If you follow my work, you’ll know that I write about a lot of Jewish TV — from “Shtisel” to “The Patient” — and the Jewish meaning embedded in it. But when it comes to Yom Kippur, I take my leadership from perhaps an unlikely source — the PBS show “Arthur.”
Well, more precisely, I draw inspiration from Joan Rivers, who voices Francine’s bubbe. That’s right, in case you didn’t know, Francine Frensky from “Arthur” is Jewish (I mean, the last name should have given it away, but also, you can never assume). The 2008 episode “Is That Kosher?” is a rare — and excellent — TV exploration of the Jewish Day of Atonement, which I’m excited to watch with my own kids this weekend.
In the episode, the Frenskys are cleaning the house for what Francine’s mother calls “the most important Jewish day of the year” — and perhaps just as importantly, for a visit from Francine’s bubbe. Francine, who hasn’t yet had her bat mitzvah, decides that she wants to fast for Yom Kippur (mostly to compete with her older sister, Catherine).
Francine does a pretty amazing job at fasting, and even gets some healthy advice from Arthur’s Muslim penpal, Adil, who tells her to distract herself by spending time with friends.
Unfortunately, when she follows his advice and arrives at Arthur’s house, Arthur is in the midst of a pizza party. Francine is sure she can withstand the temptation until someone puts a slice of pizza in her hand for a group photoshoot. Without even realizing, she gobbles the cheesy treat.

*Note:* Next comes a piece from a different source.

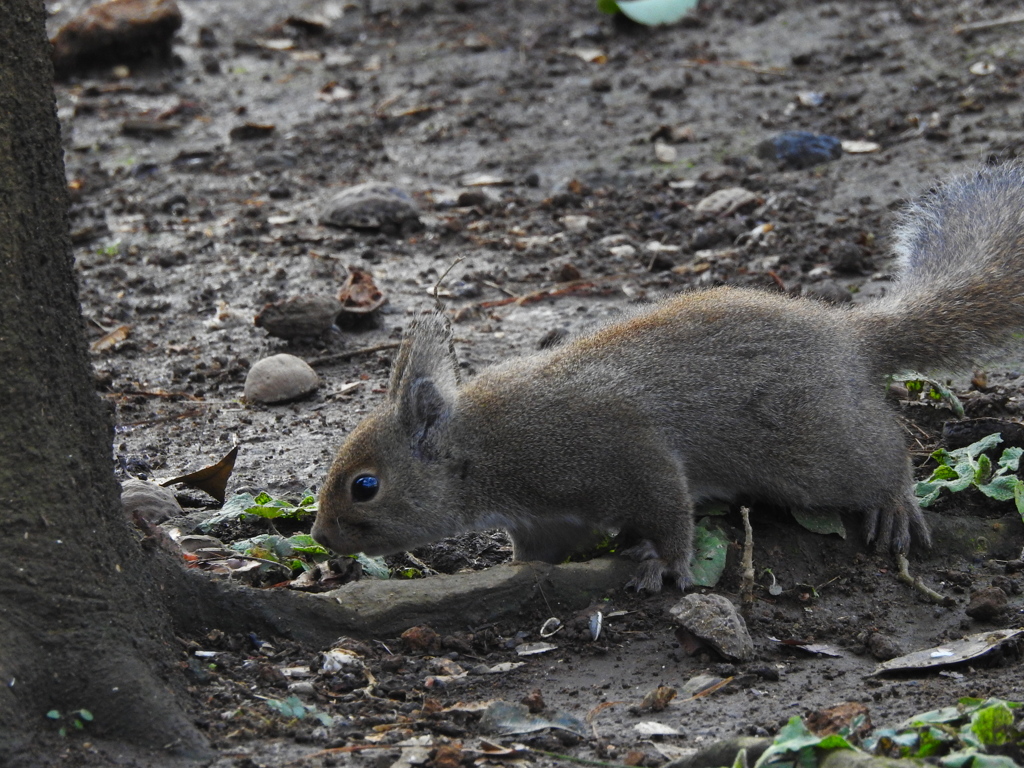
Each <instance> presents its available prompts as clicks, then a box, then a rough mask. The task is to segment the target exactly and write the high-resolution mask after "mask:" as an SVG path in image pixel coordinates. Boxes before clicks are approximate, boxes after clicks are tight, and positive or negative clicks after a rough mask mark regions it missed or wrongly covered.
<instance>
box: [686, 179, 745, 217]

Francine is devastated. She makes her way home with her bubbe’s voice in her head, calling her “F” for “Failure.” But when she walks through the door of her kitchen, she finds Bubbe herself eating a sandwich and complaining about the family’s lack of condiments.

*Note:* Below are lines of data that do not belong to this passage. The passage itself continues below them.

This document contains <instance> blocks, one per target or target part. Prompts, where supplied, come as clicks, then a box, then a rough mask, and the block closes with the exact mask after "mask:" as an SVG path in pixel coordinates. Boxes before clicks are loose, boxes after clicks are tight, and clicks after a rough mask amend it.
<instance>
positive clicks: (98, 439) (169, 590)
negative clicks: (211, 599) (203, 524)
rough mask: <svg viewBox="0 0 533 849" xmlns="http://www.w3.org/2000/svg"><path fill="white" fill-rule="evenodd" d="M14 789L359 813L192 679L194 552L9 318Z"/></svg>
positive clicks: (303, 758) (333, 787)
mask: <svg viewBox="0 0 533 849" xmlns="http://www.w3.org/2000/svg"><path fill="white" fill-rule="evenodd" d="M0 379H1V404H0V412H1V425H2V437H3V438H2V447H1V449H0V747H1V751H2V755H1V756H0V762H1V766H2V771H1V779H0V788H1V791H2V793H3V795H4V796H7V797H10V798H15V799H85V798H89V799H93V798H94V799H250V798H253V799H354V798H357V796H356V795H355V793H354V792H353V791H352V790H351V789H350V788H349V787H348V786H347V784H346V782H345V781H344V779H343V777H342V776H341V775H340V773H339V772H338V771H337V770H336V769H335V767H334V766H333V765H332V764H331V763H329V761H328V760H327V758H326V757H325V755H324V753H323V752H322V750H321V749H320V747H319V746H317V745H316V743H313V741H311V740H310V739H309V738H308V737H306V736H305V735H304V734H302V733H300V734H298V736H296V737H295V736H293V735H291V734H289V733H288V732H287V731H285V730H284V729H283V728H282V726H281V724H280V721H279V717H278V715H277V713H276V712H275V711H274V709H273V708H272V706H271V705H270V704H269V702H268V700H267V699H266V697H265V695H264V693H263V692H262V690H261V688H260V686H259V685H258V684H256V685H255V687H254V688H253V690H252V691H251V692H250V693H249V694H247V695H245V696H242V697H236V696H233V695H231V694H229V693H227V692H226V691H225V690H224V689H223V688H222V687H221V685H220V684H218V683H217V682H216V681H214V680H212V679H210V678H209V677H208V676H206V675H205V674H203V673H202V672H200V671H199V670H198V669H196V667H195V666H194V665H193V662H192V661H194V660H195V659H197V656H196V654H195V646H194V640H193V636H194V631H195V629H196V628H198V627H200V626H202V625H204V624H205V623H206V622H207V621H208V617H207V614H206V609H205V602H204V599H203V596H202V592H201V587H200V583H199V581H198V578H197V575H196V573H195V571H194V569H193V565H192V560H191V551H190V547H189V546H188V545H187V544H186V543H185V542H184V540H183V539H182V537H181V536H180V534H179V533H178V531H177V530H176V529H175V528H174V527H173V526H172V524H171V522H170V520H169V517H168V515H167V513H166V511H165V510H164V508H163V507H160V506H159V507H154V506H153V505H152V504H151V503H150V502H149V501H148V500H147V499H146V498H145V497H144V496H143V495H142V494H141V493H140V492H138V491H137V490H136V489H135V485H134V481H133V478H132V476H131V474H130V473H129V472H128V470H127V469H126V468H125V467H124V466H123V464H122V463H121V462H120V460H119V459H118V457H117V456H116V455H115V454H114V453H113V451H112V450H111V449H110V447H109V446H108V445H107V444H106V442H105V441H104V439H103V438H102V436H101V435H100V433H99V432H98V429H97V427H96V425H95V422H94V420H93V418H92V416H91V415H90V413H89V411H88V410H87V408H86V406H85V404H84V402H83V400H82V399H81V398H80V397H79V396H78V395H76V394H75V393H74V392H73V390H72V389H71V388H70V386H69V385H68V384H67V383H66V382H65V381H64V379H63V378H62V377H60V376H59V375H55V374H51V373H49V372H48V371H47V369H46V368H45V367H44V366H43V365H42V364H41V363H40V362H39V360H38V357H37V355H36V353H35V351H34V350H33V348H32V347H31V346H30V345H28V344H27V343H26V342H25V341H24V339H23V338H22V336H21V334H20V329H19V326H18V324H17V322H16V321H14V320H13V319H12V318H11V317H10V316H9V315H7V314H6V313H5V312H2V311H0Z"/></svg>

When Francine confronts her for breaking the rules, Bubbe tells her, “The Torah forbids us to fast if it hurts our health. And sweetheart, look at Bubbe’s body. It’s a lemon.” The line is delivered with Rivers’ signature Jewish inflection.
“You’re not a failure,” Bubbe consoles Francine, and asks, “Do you know why we Jews celebrate Yom Kippur?”
“It’s when we ask for forgiveness for all the mistakes we made,” Francine replies.
“So? What are you, Frankeleh? Perfect?” Bubbe succinctly responds.
The episode has lovely Jewish details, including synagogue services at the family’s congregation Shaaray Shalom (Francine calls the services “really cool,” so that’s definitely a Jewish win). And while Rivers’ Bubbe is a little too stereotypical (and makes some comments about the girls’ dress and bodies that don’t exactly make me comfortable as a parent but are a fairly accurate representation of a lot of Jewish grandmas), I do adore Bubbe, her kvetchiness and wit and the Jewish lesson she imparts in this excellent episode.
Bubbe provides us with a great reminder that there’s a lot of reasons not to fast — from mental health reasons, to physical ailments, to a history of eating disorders. While fasting can be purposeful and important to a lot of people, it can also be detrimental and even dangerous to others.
Some of these reasons are why I don’t always fast on Yom Kippur. I let myself fast for as long as my body and mind feel comfortable. Sometimes, that’s no time at all. Beyond that, I always forgive myself and find other ways to make the holiday meaningful.
After all, to paraphrase the words of the great Joan Rivers (may her memory be a blessing) — ”what am I, perfect?”